Local governments across the country, including some in Minnesota, have passed zoning ordinances to limit cul-de-sacs. In Oregon, which embraced "smart growth" land-use concepts decades ago to combat sprawl, 90 percent of the state's cities have ordinances limiting new cul-de-sacs.
Minnesota cities are more permissive, but some are also taking steps to limit new ones. City councils in St. Cloud and Northfield, for example, prefer to routinely deny new cul-de-sacs unless there is a physical necessity for them.
The problem with this quote is that it really soft-pedals the criticisms of the cul-de-sac. The Strib claims that “Smart Growth” advocates don’t like the dead end streets because it’s hard to plow them.
An oft-cited concern with cul-de-sacs is that they often result in overly congested connecting streets. All those cars from neighborhoods of dead-end streets have to go somewhere, critics say.
But traffic isn't the only concern. When Josh Tenney, a 27-year-old truck salesman, moved into his "sweet little" cul-de-sac in the northern suburb of Hugo two springs ago, he never once thought about winter.
"Where does all the snow go? Spread across all the yards," he said. "Where does the sand and salt go? Spread across the yards. Where do all the rocks, gravel, and winter trash go? You guessed it, spread across the yards."
While I appreciate the particularly Minnesotan cul de sac criticism, being hard to plow is just the tip of the snowdrift when it comes to culs-de-sac and their problems.
Here’s three big reasons:
- They’re a pedestrian wasteland. Culs-de-sac, and the sprawling, disordered, difficult to navigate neighborhoods that follow them, are too non-linear to easily have sidewalks. Even if they had them, it would be too difficult to walk anywhere, and the lack of any commercial streets mean there’s nowhere to walk anyway. For a country facing an oil-induced energy crisis, this is a problem.

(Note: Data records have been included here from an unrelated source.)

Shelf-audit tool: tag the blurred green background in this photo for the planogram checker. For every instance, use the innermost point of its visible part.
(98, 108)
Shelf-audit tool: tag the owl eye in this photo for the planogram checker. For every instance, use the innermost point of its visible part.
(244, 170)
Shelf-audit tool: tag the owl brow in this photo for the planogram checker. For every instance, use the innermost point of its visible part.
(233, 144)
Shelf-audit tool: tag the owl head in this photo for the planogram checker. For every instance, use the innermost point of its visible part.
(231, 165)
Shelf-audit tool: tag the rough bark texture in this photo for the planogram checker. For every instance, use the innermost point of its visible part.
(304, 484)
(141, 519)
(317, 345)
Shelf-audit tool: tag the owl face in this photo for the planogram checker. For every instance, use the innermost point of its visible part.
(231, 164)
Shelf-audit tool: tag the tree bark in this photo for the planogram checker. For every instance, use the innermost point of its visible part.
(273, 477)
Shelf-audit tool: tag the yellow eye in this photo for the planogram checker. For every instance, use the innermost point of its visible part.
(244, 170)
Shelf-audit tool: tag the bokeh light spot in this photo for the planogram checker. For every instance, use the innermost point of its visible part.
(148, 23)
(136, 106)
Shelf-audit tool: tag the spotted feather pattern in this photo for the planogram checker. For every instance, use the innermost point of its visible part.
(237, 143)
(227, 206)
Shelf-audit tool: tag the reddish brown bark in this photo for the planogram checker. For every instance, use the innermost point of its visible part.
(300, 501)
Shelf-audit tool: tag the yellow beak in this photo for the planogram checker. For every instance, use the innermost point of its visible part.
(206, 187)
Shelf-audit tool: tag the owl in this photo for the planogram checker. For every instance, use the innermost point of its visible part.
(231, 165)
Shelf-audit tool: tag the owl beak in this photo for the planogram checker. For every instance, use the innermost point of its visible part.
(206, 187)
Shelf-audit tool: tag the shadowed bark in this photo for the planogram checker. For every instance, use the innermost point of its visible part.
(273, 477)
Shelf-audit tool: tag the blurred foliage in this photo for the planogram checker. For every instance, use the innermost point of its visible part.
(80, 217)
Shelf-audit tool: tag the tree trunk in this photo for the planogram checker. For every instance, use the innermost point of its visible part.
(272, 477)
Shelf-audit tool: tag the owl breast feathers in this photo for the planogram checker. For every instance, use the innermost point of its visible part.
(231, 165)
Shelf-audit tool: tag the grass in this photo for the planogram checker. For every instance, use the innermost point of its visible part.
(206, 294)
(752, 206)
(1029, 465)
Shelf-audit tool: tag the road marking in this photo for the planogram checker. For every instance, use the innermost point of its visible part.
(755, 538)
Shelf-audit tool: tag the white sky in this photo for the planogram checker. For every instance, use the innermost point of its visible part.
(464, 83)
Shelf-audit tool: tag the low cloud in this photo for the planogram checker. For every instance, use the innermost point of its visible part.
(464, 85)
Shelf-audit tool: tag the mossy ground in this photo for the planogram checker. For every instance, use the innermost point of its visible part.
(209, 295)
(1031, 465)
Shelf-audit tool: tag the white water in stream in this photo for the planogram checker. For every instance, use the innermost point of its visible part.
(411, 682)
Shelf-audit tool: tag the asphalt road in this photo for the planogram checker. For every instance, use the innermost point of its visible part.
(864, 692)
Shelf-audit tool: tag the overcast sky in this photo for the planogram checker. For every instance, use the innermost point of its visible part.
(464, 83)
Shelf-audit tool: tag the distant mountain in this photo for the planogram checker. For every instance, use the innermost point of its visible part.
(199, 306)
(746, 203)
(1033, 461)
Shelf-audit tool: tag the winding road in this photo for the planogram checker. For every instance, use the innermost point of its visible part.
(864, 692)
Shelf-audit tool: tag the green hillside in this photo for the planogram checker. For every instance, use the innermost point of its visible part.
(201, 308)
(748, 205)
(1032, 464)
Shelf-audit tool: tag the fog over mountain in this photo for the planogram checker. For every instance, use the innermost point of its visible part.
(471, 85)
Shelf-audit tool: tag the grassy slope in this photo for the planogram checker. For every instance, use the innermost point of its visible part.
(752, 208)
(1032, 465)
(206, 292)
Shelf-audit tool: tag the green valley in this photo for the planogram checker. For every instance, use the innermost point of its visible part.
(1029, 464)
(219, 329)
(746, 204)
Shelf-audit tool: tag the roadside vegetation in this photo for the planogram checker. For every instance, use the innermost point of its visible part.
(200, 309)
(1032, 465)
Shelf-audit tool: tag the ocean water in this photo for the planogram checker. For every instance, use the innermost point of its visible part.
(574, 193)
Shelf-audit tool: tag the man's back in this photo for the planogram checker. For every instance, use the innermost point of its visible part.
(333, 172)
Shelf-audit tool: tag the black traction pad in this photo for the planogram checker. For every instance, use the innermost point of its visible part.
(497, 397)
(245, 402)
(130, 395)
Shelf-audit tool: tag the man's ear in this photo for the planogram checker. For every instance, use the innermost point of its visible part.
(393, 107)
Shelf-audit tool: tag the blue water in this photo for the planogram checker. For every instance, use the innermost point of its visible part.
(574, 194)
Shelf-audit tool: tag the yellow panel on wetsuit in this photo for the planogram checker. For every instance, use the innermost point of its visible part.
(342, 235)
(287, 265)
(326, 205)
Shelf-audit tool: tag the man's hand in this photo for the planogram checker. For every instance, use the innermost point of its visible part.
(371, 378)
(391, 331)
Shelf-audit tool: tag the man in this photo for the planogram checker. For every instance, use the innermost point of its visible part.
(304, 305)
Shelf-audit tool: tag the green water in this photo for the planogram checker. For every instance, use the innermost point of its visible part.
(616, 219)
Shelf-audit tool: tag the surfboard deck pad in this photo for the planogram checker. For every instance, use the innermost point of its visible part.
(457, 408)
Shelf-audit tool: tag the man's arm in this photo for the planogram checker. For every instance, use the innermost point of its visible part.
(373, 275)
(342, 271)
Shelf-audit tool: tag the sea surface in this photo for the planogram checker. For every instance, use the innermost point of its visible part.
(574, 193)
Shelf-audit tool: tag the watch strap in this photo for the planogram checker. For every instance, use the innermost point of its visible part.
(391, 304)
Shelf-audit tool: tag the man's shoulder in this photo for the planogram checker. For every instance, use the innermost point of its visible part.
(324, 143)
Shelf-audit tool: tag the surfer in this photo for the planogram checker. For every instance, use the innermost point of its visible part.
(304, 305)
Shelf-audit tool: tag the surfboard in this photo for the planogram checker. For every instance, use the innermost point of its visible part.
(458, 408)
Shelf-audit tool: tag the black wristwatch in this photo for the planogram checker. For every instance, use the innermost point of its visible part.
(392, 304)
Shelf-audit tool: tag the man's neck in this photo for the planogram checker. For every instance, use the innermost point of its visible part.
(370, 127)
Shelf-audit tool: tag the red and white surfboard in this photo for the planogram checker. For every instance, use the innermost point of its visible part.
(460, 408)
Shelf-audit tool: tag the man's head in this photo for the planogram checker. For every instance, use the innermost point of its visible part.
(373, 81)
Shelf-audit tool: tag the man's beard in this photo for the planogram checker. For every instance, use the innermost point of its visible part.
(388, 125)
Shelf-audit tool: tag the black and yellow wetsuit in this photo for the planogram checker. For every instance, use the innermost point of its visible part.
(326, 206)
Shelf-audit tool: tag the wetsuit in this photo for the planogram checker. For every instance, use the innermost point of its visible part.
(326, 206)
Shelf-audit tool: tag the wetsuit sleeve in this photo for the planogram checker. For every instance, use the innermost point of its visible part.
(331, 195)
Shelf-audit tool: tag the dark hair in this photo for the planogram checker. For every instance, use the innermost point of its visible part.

- They can increase traffic congestion. Because culs-de-sac aren’t through streets, they force all the cars onto one or two main drags. Increased traffic levels often mean congestion, and without any alternative routes, there’s nothing PO’d drivers can do about it.
- Culs-de-sac aren’t safer. At least one study has shown that the “quiet and child-friendly” cul-de-sac is statistically more dangerous. Parents, constantly forced to back out of their driveways, are very likely to back over one of their own (or their neighbor’s) children. In addition, the lack of regular traffic (or neighbor’s windows) on the street makes it more likely for a burglary to occur.
For a much better article on the cul de sac, see this NPR story.
1 comment:
Well, maybe. But subdivisions such as the one shown are designed by developers to maximize the number of lots and reduce costs. One way they do that is to minimize the amount of streets and intersections.
It might be true that a grid system offers more alternative routes, but it also offers more intersections, which are expensive, dangerous, and wasteful fo space. And it offer less space for housing, therby raising the prices. You have to pay for that increase in alternative routes.
In addition they increase the likeliehood of conflict between traffic flows, traffic lights, congestion, and pollution.
Grid systems used to be the norm, and we got rid of them for a reason.